NEW YORK (CNNMoney) — Hackers have exposed the personal information of 110 million Americans — roughly half of the nation’s adults — in the last 12 months alone.
That massive number, tallied for CNNMoney by Ponemon Institute researchers, is made even more mind-boggling by the amount of hacked accounts: up to 432 million.
The exact number of exposed accounts is hard to pin down, because some companies — such as AOL and eBay — aren’t fully transparent about the details of their cyber breaches. But that’s the best estimate available with the data tracked by the Identity Theft Resource Center and CNNMoney’s own review of corporate disclosures.
The damage is real. Each record typically includes personal information, including your name, debit or credit card, email, phone number, birthday, password, security questions and physical address.
It’s enough to get hunted down by an abusive ex-spouse. It makes you an easier target for scams. And even if only basic information about you is stolen, that can easily be paired with stolen credit card data, empowering impostors.
Cyber attacks are growing so numerous that we’re becoming numb to them. Researchers at IT company Unisys say we’re now experiencing “data-breach fatigue.” Even the most recent numbers make for a dizzying list:
Seventy million Target customers’ personal information, plus 40 million credit and debit cards, 33 million Adobe user credentials, plus 3.2 million stolen credit and debit cards, 4.6 million Snapchat users’ account data, 3 million payment cards used at Michaels, 1.1 million cards from Neiman Marcus, “A significant number” of AOL’s 120 million account holders and potentially all of eBay’s 148 million customers’ credentials.

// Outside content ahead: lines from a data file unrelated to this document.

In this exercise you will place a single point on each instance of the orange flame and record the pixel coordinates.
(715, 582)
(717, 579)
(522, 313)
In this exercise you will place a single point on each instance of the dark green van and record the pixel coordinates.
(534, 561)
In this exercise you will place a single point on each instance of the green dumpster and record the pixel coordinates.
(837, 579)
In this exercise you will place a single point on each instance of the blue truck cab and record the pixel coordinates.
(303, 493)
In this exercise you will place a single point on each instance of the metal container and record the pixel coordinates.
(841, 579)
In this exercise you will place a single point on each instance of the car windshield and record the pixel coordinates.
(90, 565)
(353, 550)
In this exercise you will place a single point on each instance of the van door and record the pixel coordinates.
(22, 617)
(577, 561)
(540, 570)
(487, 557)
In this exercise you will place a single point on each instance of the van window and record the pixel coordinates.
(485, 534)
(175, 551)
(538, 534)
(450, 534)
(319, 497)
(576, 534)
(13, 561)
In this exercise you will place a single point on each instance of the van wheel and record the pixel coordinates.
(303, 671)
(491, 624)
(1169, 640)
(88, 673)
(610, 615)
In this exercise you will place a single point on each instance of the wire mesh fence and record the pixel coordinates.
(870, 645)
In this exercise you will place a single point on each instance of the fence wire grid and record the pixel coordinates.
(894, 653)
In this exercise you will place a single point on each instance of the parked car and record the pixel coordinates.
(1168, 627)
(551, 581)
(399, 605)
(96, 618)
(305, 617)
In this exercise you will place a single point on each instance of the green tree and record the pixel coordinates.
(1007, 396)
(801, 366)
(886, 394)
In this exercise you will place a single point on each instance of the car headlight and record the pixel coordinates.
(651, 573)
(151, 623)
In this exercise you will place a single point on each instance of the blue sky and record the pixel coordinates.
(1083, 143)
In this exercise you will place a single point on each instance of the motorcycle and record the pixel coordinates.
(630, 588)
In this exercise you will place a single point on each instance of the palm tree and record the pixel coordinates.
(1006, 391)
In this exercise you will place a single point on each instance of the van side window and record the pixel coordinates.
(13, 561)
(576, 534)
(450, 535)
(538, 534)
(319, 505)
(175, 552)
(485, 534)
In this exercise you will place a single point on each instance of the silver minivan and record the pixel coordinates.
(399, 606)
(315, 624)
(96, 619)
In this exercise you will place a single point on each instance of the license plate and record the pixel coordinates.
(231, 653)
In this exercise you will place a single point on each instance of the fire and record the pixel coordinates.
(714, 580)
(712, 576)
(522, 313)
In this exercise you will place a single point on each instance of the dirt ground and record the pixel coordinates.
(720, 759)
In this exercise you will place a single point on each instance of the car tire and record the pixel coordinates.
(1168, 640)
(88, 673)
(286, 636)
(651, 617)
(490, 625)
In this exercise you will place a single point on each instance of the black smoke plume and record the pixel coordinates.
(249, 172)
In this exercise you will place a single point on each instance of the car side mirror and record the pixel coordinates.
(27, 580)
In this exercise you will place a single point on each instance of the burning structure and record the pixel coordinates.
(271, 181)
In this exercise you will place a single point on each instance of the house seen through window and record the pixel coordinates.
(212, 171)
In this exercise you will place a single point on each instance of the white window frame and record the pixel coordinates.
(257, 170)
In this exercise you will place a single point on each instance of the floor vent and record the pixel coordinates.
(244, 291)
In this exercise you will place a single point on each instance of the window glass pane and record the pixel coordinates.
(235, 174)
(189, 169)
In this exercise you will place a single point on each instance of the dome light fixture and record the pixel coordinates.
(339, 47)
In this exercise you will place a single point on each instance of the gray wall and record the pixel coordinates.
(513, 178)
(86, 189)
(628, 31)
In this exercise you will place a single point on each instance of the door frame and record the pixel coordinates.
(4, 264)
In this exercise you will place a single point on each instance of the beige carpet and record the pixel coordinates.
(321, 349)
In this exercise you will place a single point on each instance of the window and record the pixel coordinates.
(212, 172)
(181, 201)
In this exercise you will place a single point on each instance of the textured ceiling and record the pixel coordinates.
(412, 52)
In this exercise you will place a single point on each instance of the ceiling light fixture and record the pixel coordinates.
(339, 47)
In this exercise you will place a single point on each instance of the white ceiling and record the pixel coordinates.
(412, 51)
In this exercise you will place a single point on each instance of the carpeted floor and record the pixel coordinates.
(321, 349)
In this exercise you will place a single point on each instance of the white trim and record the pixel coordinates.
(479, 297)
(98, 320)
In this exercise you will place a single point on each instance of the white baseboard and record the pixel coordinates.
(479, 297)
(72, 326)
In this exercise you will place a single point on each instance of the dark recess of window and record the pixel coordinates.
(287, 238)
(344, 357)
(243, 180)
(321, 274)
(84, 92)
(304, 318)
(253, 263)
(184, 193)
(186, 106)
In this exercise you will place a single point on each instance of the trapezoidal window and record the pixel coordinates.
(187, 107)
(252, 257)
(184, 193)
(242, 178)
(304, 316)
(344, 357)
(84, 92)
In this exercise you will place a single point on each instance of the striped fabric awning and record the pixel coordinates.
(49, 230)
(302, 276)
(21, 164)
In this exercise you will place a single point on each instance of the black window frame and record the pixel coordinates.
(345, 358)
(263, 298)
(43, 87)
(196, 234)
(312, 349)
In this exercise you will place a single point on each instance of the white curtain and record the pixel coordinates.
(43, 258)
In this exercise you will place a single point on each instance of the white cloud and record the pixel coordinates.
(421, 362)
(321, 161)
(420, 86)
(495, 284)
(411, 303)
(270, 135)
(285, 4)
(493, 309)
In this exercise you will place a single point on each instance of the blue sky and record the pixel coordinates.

Why does this keep happening? Two things are going on at once.
First, we’re increasingly moving our lives online. Shopping, banking and socializing are now chiefly digital endeavors for many people. Stores rely on the Internet to conduct and process all transactions. As a result, your data is everywhere: on your phone, laptop, work PC, website servers and countless retailers’ computer networks.
Second, hacks are getting more sophisticated. Offensive hacking weapons are numerous and cheap. And hackers have learned to quietly roam inside corporate networks for years before setting off any alarms.
Remember the 1990s caricature of a typical hacker? Pierced, goth and malcontent? Forget it. The age of small-time rabble rousing has given way to large-scale theft with targeted, militaristic precision.
“Now attackers are very focused,” said Brendan Hannigan, who leads the security systems division at IBM. “There are teams of them, and they create malware to attack specific organizations.”
It doesn’t help that the security of the entire Internet relies on a few underfunded volunteers. Or that so many people use outdated software, such as Windows XP, which no longer receives security updates. That leads to pervasive problems like the Heartbleed bug or the recent Internet Explorer flaw that allowed attackers to take over your computer.
“It’s becoming more acute,” said Larry Ponemon, head of the Ponemon Institute. “If you’re not a data breach victim, you’re not paying attention.”
So, get accustomed to the hack of the month. In April, that was AOL. In May, it was eBay. Who what June will bring?